Reputation: 21
I'm very new to Python. I am trying to extract data from a text file in the format:
85729 block addressing index approximate text retrieval
85730 automatic query expansion based divergence etc...
The output text file is a list of the words but with no duplicate entries. The text file that is input can have duplicates. The output will look like this:
block
addressing
index
approximate
etc....
With my code so far, I am able to get the list of words but the duplicates are included. I try to check for duplicates before I enter a word into the output file but the output does not reflect that. Any suggestions? My code:
infile = open("paper.txt", 'r')
outfile = open("vocab.txt", 'r+a')
lines = infile.readlines()
for i in lines:
thisline = i.split()
for word in thisline:
digit = word.isdigit()
found = False
for line in outfile:
if word in line:
found = True
break
if (digit == False) and (found == False ):
outfile.write(word);
outfile.write("\n");
I don't understand how for loops are closed in Python. In C++ or Java, the curly braces can be used to define the body of a for loop but I'm not sure how its done in Python. Can anyone help?
Upvotes: 1
Views: 123
Reputation: 7177
Python loops are closed by dedenting; the whitespace on the left has semantic meaning. This saves you from furiously typing curly braces or do/od or whatever, and eliminates a class of errors where your indentation accidentally doesn't reflect your control flow accurately.

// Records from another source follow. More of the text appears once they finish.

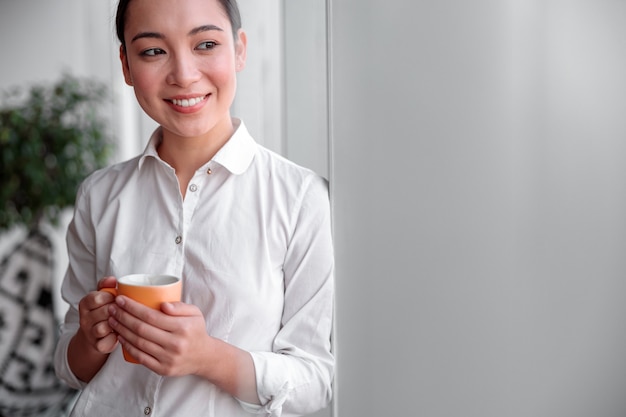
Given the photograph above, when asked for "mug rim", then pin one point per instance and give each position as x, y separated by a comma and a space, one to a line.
168, 280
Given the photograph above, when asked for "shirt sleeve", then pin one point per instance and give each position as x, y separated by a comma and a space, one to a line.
296, 377
79, 280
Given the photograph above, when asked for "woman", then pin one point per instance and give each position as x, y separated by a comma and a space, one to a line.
247, 230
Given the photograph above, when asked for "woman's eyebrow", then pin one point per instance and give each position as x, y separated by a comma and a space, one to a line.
194, 31
204, 28
154, 35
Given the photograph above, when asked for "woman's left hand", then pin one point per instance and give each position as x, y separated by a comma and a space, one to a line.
171, 342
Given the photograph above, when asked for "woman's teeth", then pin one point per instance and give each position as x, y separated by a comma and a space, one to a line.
188, 102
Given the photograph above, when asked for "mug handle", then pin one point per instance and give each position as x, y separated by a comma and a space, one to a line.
110, 290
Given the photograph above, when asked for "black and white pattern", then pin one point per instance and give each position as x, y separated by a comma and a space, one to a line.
28, 332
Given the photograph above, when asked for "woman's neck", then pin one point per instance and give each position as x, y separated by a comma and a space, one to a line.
186, 155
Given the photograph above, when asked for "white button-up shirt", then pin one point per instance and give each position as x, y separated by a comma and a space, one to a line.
252, 241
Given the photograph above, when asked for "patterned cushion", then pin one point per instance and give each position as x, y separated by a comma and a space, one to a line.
28, 332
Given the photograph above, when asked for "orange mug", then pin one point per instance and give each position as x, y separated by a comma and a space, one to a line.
150, 290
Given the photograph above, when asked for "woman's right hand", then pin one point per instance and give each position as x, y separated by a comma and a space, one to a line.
94, 314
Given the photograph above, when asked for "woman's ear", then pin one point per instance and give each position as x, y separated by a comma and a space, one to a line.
241, 47
125, 67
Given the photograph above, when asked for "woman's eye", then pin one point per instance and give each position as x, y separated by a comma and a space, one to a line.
153, 52
207, 45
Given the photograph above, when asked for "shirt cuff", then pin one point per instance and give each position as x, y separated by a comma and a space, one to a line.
62, 365
272, 392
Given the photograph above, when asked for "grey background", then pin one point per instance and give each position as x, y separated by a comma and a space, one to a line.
479, 177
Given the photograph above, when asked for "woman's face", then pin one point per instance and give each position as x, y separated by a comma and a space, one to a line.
182, 60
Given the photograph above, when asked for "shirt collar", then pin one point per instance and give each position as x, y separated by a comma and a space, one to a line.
236, 155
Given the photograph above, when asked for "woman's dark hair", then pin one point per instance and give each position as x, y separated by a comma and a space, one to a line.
230, 7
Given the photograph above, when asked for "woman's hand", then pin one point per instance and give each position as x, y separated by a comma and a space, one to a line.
174, 341
170, 342
94, 315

Your input doesn't appear to be large enough to justify a loop over your output file (and if it did I'd probably use a gdbm table anyway), so you can probably do something like this (tested very briefly):
#!/usr/local/cpython-3.3/bin/python
with open('/etc/crontab', 'r') as infile, open('output.txt', 'w') as outfile:
seen = set()
for line in infile:
for word in line.split():
if word not in seen:
seen.add(word)
outfile.write('{}\n'.format(word))
Upvotes: 1